I want to talk about how smart technology makes us stupid and how simple technology makes us clever. The question is one of framing. Make technologies that do things for us and we forget how to do them ourselves. Design technologies that encourage people to make better decisions in their lives and enable them to be happier, more engaged and empowered.
Every week there is a new book, blog or sound bite that espouses a view on how technology is making us, on the one hand, dumber, shallower, addicted, more alone, and overloaded, while on the other, it is assumed it can make us better informed, more connected, resourceful and more aware. Some argue that it is improving our brains, others that it is destroying our cognitive faculties. It seems many of us can’t write anymore, let alone remember our phone number. And yet a multitude of apps claim they can help us to make snap decisions, be more creative and have richer and more satisfying lives.

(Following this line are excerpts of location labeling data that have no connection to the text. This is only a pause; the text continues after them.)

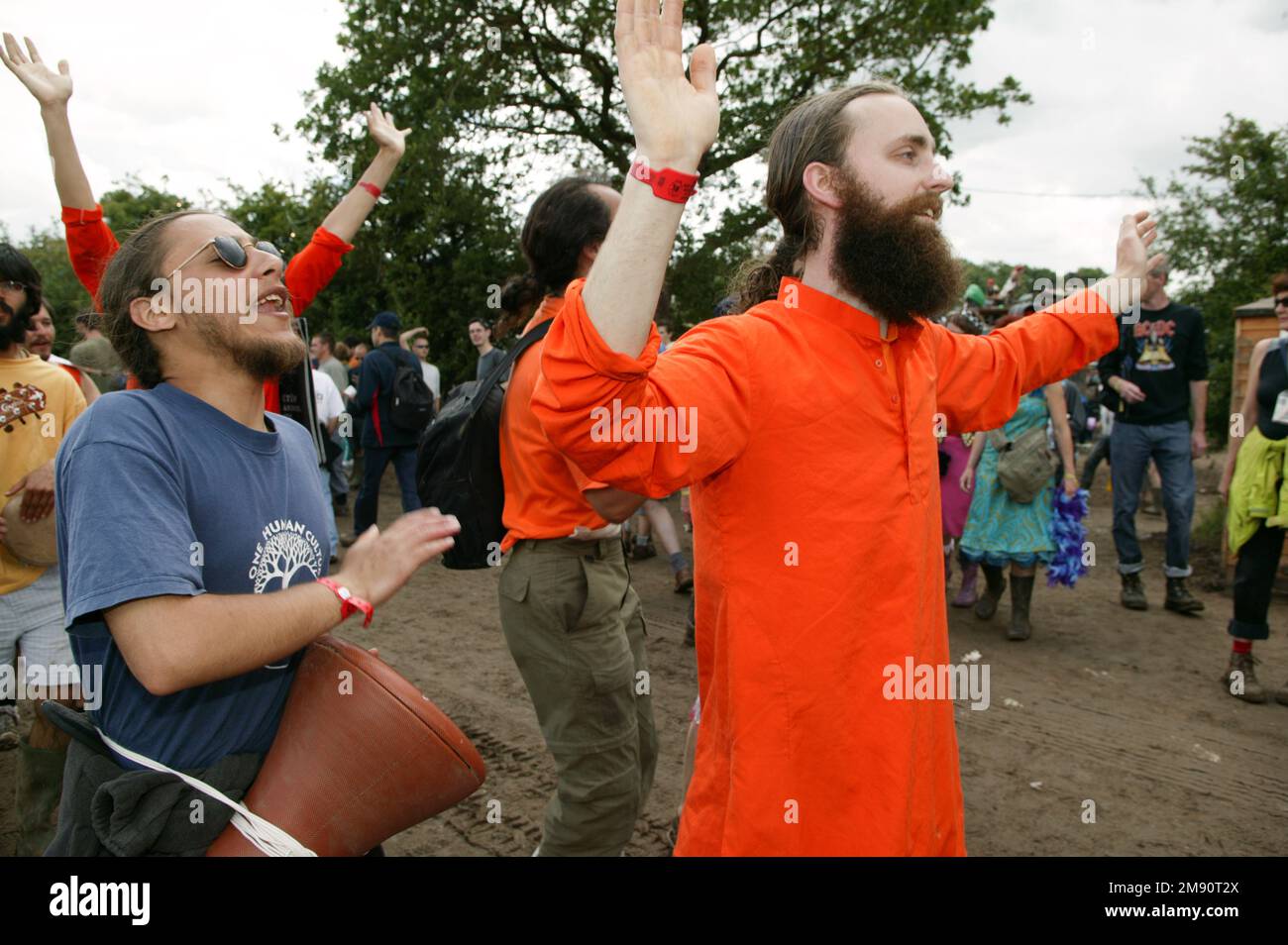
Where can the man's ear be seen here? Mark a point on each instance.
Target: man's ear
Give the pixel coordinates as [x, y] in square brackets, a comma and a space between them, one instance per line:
[819, 181]
[150, 314]
[588, 258]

An adjective that has been much bandied about, but in my view is well past its sell by date, is ‘smart’. From smart phones to smart cities, smart cars to smart meters, and smart homes to smart grids… Everywhere you look in the tech world, you see smart this, smart that… The list of smart gadgets is mind boggling. There are smart pillows that analyse your sleep and smart shoes that tell you to stop being lazy. There is even a ‘smart dog’ Wandant device that tracks how far your pooch has walked and its stress levels. It claims to be “the world’s first obesity monitoring system for dogs” and, yes, it has a “smart-collar” that uses mobile phone sensor technology to do the monitoring and measuring.
Tech companies, governments, researchers and the like are all trying hard to make people, the environment and the world smart through these kinds of technologies. But who are they kidding? They are not smart. They don’t think for themselves or walk the dog for you. Somehow we think by using the word smart we have elevated the technology into being clever, intelligent and autonomous. My colleague Adam Greenfield, poignantly noted 7 years ago in his prescient book Everyware: “We simply don’t do smart very well yet.”
Moreover, those that act on our behalf can make us mentally lazy. Gadgets and apps in the form of cognitive aids, mean that we no longer practice certain skills, be they our multiplication tables, our map reading skills or are ability to remember birthdays, numbers or appointments. “I’ve lost my dart’s faculty” I joked to a colleague the other day, when trying to work out how much a meal split three ways would cost each of us. There is a worry that our increasing reliance on GPS/satnav to tell us where to go will mean we lose the ability to read proper maps – most of us only use ones with cars and people icons that jump along yellow moving road lines. How many of know how to use a compass? There is also the problem that we may soon lose our ability to remember numbers, lists, birthdays and so on. Gone are the days of reciting.
So why does the relentless move to make technology smart persist? An article published last month in the Wall Street Journal by Evgeny Morozov, cleverly entitled “is smart making us dumb?’ splits technologies into bad smart and good smart. Bad smart includes gizmos that suppress behaviours that are considered undesirable, such as vibrating forks that tell us to not to eat so quickly, cars that tell us to drive slower because it is raining and toothbrushes that tell us to brush our teeth more. Good smart leaves us in control of our actions and where gadgets are designed to empower by providing the right kind of information at the right time – just enough to nudge us in the right direction. I was pleased to see that Evgeny Morozov mentioned one of our projects as an example of good smart – where we developed the lambent shopping handle that is intended to enhance decision-making by informing shoppers of the nutritional benefits and food miles (or other dimension someone cares about) using simple LEDs and smiley faces, representing social norms. Instant information presented in a playful and useful way. No overloading, no pressure and no atrophying of the brain. As our tongue in cheek video below shows it boils down to designing simple interfaces that can facilitate fast and frugal decision-making. Our philosophy is less is more and simple is powerful. That is how you can make people clever.